Лариса слушала, не вмешиваясь в их разговор, она была рада, что ее мысли о Сталине удивительно точно совпадают с мыслями Тимофея Евлампиевича.
— Отец, мы привезли тебе Цицерона,— желая переменить тему, сказал Андрей.
— Неужели? Я так давно охотился за этой книгой.— Тимофей Евлампиевич с жадностью приник к обложке.— Вы не обратили внимания, какие персонажи продают книги на Сухаревке? Бьюсь об заклад, книгу сию вы приобрели у немолодой вдовы генерала. Страшно бедствуют эти некогда обеспеченные люди. Прежде достаточно было стать полковником, чтобы тебя зачислили в дворяне. Сейчас духовные ценности идут за гроши. Голод не тетка! А я, выходит, обогащаюсь на их горе.— Он полистал книгу так бережно, словно это было живое существо.— Итак, Цицерон… «В те дни, когда в садах Лицея я безмятежно процветал»…
— «Читал охотно Апулея, а Цицерона не читал…» — подхватила пушкинскую строку Лариса.

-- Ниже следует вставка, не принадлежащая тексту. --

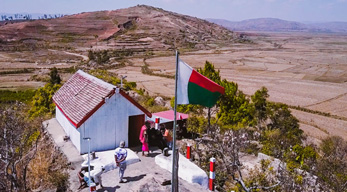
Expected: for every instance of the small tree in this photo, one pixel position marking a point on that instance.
(42, 103)
(332, 164)
(18, 144)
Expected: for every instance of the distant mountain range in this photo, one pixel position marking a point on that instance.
(278, 25)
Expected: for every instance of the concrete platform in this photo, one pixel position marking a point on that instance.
(144, 176)
(186, 169)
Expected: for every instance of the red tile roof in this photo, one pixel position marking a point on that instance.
(170, 115)
(82, 95)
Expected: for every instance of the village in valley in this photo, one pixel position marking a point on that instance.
(145, 99)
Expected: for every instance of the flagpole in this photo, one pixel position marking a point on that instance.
(174, 179)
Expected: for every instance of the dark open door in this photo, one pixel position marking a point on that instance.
(135, 124)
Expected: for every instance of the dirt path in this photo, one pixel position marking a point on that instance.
(85, 58)
(328, 100)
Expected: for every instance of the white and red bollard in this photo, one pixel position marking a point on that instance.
(188, 151)
(212, 174)
(157, 120)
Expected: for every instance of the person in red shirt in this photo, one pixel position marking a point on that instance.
(168, 138)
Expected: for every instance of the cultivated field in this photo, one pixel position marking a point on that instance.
(306, 70)
(300, 69)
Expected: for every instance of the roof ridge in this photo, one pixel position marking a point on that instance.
(96, 80)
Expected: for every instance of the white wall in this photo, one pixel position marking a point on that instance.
(109, 125)
(69, 129)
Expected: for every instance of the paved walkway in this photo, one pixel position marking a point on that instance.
(142, 176)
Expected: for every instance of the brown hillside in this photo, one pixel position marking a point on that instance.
(139, 27)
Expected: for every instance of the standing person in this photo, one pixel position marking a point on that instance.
(120, 155)
(144, 138)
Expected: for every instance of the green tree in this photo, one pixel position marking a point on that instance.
(196, 124)
(282, 132)
(210, 72)
(260, 104)
(18, 146)
(332, 164)
(54, 76)
(42, 103)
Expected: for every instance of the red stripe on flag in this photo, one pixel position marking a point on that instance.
(204, 82)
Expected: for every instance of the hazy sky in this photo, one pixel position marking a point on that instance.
(233, 10)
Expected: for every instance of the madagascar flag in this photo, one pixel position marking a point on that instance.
(194, 88)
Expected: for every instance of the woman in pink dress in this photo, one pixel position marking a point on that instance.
(144, 138)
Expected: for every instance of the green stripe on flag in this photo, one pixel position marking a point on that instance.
(202, 96)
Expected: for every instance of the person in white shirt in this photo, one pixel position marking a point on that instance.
(120, 155)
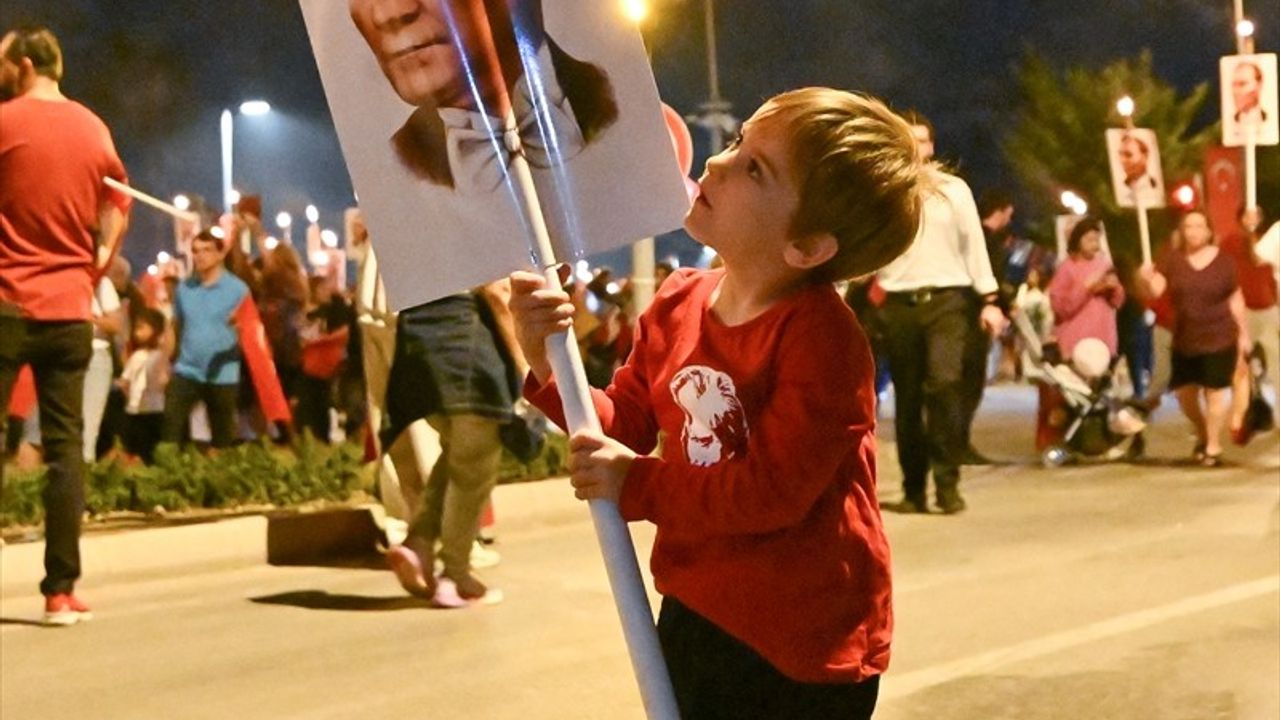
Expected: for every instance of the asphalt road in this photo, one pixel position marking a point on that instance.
(1100, 591)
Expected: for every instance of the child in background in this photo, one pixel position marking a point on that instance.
(771, 555)
(144, 381)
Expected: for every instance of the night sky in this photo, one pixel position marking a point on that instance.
(160, 72)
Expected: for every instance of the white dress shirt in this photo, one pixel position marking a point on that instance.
(949, 249)
(479, 150)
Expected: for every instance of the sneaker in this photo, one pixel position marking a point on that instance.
(484, 556)
(65, 609)
(973, 458)
(408, 572)
(951, 502)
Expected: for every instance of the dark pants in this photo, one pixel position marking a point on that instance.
(974, 378)
(312, 409)
(58, 354)
(183, 393)
(716, 675)
(928, 343)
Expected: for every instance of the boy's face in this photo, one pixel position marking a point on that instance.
(749, 195)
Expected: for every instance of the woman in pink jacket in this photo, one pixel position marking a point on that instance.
(1086, 291)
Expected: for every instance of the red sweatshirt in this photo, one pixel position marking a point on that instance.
(764, 497)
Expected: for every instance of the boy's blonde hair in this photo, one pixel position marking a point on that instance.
(859, 177)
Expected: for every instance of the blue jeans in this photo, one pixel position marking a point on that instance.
(58, 354)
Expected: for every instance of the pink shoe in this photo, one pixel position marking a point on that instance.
(65, 609)
(447, 596)
(407, 569)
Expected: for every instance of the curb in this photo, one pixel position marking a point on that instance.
(282, 538)
(114, 556)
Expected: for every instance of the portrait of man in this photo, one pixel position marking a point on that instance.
(462, 64)
(1136, 171)
(1248, 99)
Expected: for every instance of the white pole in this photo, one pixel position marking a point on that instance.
(1251, 165)
(643, 265)
(227, 130)
(1143, 227)
(152, 201)
(611, 531)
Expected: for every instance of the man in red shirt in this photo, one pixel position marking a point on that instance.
(55, 217)
(1258, 286)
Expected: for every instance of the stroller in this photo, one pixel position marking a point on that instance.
(1100, 420)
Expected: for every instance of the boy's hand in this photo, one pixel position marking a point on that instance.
(538, 311)
(598, 465)
(992, 320)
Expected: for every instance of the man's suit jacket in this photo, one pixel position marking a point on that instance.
(420, 141)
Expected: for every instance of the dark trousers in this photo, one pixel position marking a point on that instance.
(312, 410)
(183, 393)
(974, 378)
(927, 345)
(716, 675)
(58, 354)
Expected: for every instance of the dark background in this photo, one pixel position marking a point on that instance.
(160, 73)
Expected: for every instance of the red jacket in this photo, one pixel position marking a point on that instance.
(764, 496)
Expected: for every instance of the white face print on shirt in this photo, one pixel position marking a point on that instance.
(714, 423)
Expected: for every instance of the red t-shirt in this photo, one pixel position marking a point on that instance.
(764, 497)
(53, 159)
(1257, 282)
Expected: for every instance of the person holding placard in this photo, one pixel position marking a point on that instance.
(771, 554)
(1210, 335)
(55, 214)
(437, 54)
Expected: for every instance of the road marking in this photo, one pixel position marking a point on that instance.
(908, 683)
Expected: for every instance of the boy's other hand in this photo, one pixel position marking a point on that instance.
(538, 311)
(598, 465)
(992, 319)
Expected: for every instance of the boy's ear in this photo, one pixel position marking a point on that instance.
(810, 251)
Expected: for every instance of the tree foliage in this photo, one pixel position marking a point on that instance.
(1059, 136)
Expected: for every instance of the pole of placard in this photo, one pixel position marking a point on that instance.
(611, 531)
(1139, 208)
(1251, 167)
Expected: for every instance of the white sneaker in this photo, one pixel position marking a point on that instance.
(484, 556)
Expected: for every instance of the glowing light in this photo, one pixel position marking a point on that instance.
(255, 108)
(635, 10)
(1184, 195)
(1074, 203)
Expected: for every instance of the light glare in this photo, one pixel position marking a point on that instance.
(255, 108)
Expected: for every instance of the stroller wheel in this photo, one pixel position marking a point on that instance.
(1055, 456)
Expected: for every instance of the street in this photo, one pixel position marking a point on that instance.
(1098, 591)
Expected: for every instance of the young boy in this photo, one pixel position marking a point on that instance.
(769, 550)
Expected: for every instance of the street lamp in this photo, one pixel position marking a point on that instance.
(252, 109)
(284, 222)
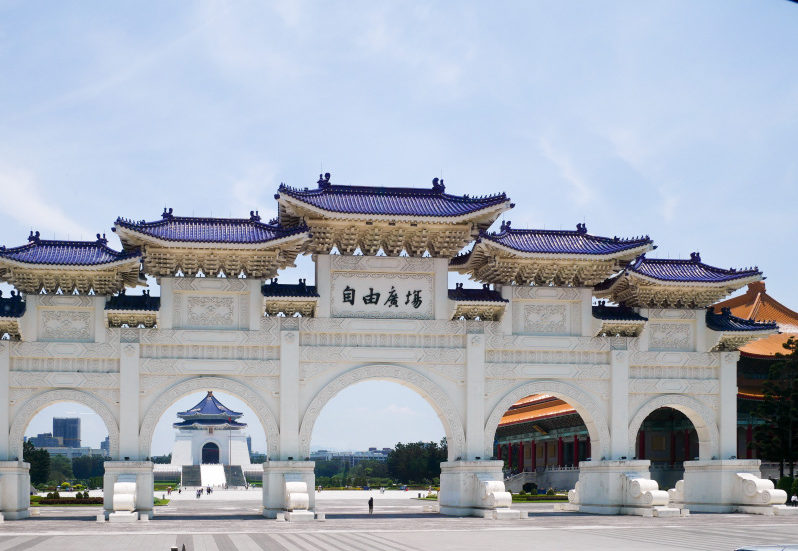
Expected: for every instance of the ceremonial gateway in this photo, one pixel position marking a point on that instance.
(381, 308)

— Вот именно! А я, как видите, наоборот: Апулея побоку, а с Цицероном в обнимку. Зачем он мне? Как это зачем? Для Древнего Рима он почти то же, что Пушкин для России. Или Гете для Германии. Или Данте для Италии.
— Но у него же нет ни одного поэтического образа, нет вымышленных героев,— возразил Андрей.

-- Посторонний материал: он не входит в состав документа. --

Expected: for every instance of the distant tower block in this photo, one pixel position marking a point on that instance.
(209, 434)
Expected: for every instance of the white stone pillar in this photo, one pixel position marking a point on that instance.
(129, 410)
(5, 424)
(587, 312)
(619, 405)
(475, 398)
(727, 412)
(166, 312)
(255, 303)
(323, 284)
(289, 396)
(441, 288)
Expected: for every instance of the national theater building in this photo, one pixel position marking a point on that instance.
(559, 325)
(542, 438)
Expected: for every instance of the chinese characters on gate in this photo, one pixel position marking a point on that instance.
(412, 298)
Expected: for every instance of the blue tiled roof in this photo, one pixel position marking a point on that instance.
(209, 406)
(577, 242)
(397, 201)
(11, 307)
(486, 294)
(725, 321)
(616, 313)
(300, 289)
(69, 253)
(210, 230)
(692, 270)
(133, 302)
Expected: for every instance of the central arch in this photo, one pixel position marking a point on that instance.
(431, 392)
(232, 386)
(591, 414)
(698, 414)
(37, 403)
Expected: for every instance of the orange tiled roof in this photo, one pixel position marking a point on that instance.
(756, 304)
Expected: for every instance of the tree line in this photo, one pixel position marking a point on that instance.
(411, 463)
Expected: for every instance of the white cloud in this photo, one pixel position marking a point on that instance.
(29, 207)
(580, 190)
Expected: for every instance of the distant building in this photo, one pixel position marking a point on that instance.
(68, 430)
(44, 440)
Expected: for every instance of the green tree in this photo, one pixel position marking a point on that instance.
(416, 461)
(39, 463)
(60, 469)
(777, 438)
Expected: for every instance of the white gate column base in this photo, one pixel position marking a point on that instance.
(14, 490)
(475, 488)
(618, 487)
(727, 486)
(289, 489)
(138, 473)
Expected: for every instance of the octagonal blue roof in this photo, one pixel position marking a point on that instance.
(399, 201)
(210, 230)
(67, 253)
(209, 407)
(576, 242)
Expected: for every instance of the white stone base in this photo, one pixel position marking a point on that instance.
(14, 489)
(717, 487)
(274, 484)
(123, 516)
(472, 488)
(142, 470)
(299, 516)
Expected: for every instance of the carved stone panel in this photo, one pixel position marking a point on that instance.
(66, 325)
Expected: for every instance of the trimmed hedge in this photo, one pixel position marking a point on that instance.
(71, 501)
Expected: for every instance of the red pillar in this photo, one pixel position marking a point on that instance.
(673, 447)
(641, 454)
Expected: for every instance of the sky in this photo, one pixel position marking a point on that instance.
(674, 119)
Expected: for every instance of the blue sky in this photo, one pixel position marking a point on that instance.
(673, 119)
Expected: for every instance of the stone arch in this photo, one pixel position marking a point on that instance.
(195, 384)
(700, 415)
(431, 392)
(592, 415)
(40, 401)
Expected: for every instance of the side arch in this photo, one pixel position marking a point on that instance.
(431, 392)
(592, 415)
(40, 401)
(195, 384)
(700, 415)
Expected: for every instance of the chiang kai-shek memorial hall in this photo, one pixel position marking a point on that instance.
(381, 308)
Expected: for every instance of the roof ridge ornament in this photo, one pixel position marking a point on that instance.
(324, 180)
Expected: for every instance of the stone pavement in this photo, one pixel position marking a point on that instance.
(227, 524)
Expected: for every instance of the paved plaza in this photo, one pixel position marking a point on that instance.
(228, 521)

— Да, его оружие — трактаты, речи, письма. И в них только один образ — образ Республики.
— И сплошь — сухая риторика,— не сдавался Андрей.
— А знаешь ли ты, что он был настольной книгой для наших декабристов? Я буду беседовать с ним как с современником. Кстати, в твоей газете тоже одна риторика, да такая, что в сравнении с ней Цицерон выглядит златоустом. У него — мысль, у вас — голые лозунги.
— Папа, армянский коньяк превращает тебя в ворчуна и критикана.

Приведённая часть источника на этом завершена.